The European Union-Iranian financial and trade mechanism to circumvent US sanctions on Iran finally came to light at the end of last week. What are the prospects for the mechanism’s success? How effective will it be, especially for the Iranian economy, which is flapping around in distress?

We will try to answer these questions besides others based on available data. The mechanism aims to achieve two main objectives. The first is to facilitate Iranian oil exports to the EU and, the second, to facilitate trade between the two sides through using alternative currencies.

Instead of the US dollar, which is forbidden to Iran, they will use the euro through complex transactions that are fraught with mystery.

Let us differentiate between the approach of European governments and that of their large businesses, which have deep interests with the US. All big European corporates have withdrawn from Iran to avoid strict US sanctions against anyone found in violation.

Therefore, these EU decisions do not represent their big companies, and this means small and medium-sized European businesses that do not deal with the US market are to use this mechanism and its complex payment method.

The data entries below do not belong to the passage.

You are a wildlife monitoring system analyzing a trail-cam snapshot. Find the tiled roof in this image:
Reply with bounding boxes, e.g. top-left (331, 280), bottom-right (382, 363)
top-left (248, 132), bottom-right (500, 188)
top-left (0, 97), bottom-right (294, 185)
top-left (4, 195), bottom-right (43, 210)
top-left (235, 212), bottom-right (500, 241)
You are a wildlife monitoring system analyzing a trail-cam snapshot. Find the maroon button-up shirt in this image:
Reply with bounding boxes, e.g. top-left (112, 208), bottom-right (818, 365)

However, that is not what Iran wants, as it needs to deal with large companies, especially those operating in gas, manufacturing and advanced technologies. Thus, the European-Iranian mechanism will probably contribute modestly to increased Iranian oil and gas exports and allow the import of some consumer goods, considering that Iran’s oil and gas export markets are in Asia and not in Europe.

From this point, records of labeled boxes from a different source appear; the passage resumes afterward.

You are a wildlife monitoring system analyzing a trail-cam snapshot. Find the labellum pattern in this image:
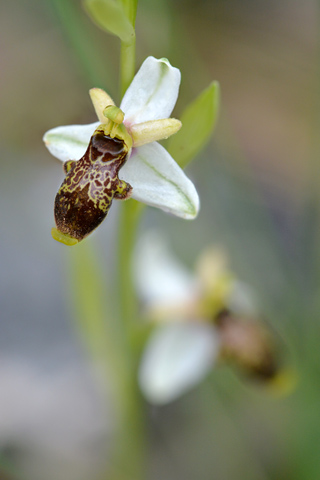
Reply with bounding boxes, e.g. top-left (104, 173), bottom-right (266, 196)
top-left (54, 126), bottom-right (132, 242)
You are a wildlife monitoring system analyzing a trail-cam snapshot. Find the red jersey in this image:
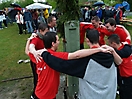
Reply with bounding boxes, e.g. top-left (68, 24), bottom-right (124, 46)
top-left (106, 26), bottom-right (131, 44)
top-left (30, 49), bottom-right (68, 99)
top-left (118, 45), bottom-right (132, 77)
top-left (80, 22), bottom-right (107, 45)
top-left (30, 36), bottom-right (44, 50)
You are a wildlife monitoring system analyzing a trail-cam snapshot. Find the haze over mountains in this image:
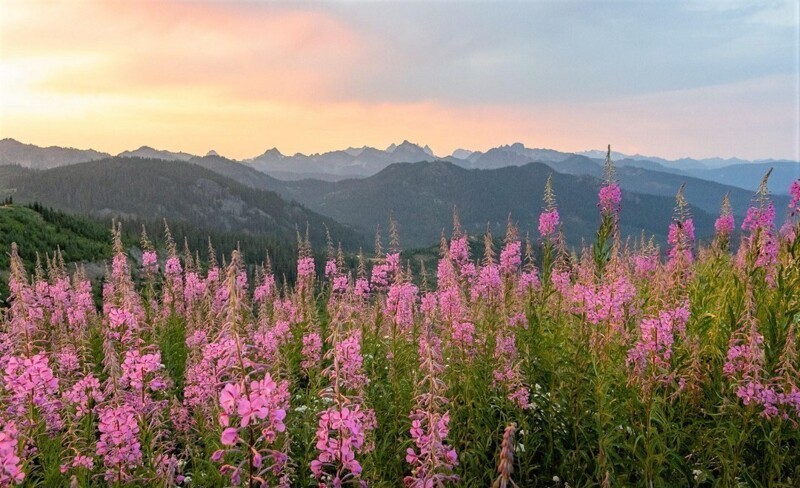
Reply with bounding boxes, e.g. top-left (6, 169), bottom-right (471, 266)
top-left (0, 138), bottom-right (800, 194)
top-left (0, 139), bottom-right (800, 252)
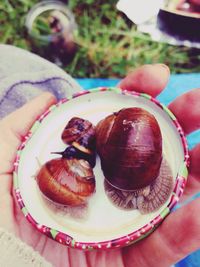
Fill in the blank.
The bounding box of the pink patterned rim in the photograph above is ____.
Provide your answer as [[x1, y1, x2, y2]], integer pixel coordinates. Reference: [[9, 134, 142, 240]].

In addition, it is difficult to avoid US sanctions in case of any breach, even by small and medium enterprises. They will be very careful before embarking on any wrong move, especially as the US president has said: “Companies that deal with Iran will face severe sanctions.”

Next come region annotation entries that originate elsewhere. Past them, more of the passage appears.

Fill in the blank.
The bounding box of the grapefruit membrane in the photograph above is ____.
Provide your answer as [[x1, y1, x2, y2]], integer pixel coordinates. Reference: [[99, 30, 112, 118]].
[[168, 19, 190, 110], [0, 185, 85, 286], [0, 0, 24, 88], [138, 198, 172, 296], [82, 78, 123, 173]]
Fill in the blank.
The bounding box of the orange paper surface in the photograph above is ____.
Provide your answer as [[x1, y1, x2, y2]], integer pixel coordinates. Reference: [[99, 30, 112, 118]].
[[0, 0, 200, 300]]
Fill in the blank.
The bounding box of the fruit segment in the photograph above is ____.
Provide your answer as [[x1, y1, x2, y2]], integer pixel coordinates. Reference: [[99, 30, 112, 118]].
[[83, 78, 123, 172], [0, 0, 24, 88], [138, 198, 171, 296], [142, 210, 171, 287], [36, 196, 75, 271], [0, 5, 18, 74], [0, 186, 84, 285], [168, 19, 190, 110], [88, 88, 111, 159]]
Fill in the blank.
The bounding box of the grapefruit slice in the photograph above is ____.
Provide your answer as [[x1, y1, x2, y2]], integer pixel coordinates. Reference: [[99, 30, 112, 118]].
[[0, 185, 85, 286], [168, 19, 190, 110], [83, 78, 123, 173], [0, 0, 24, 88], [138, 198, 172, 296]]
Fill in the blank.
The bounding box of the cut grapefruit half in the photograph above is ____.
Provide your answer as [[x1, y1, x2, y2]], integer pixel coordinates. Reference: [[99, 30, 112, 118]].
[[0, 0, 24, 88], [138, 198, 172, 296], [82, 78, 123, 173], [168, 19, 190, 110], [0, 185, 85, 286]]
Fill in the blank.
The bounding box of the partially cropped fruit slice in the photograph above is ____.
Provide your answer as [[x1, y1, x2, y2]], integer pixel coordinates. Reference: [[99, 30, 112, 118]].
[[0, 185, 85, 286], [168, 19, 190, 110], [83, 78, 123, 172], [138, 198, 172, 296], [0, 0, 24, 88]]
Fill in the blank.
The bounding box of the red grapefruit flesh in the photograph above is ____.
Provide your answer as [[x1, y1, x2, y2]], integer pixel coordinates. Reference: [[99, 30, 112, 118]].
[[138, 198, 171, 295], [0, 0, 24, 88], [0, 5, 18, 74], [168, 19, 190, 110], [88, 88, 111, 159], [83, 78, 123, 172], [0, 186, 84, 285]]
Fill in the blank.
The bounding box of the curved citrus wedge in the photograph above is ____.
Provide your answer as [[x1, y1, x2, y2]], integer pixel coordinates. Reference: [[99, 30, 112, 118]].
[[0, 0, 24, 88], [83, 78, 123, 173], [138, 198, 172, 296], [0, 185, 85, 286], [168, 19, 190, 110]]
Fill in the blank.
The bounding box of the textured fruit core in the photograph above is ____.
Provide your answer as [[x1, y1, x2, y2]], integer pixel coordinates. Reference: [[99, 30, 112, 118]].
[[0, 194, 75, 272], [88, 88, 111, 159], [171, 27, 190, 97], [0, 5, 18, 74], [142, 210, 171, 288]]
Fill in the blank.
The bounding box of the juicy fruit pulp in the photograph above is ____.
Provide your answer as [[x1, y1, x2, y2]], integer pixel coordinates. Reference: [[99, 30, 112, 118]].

It is true that these businesses may not deal directly with the US market, but they use the US-dominated international payment system, which can put them on the blacklist and hinder their transactions around the world and damage their relations with clients in other countries.

On the trade side, trade between the EU and Iran last year, before the US sanctions were implemented, reached $20 billion. The trade exchange, nevertheless, is expected to hit a rock-bottom, in particular because of the commitment of large European enterprises to the US boycott and, secondly, due to Iran’s failure to pay dues on its purchases.

In addition, there is a wide disparity among EU countries themselves on helping Iran. Countries wanting to uphold this mechanism include Germany, France and Britain, while those against it include Poland and the Czech. Belgium, which hosts the EU headquarters, as well as Austria and Luxembourg refused hosting the signing of the mechanism agreement, which forced the three countries to do so in Paris.

Therefore, this mechanism is more theoretical and difficult to apply, which led the US Department of State to rightly say that it excludes any possible effects from it. This means US economic sanctions against Iran will continue to be effective, as evidenced by Iranian President Hassan Rouhani’s statement the sanctions were the most difficult his country faced in 40 years and affecting the economic situation.

That being the case, seeking to implement such a fruitless mechanism is no more than an attempt by Iran and EU to save faces. They are against the US sanctions, but they lack the ability to stop them. For the EU, it is because of objective reasons related to the influence major companies have on the zone’s economy.

For Iran, it needed to do so because of inherent weaknesses and for wasting its fortune through the last 40 years to achieve dead-end agendas that hastened the transformation into a failed state.

Dr Mohammad Al Asoomi is an UAE economic expert and specialist in economic and social development in the UAE and the GCC countries.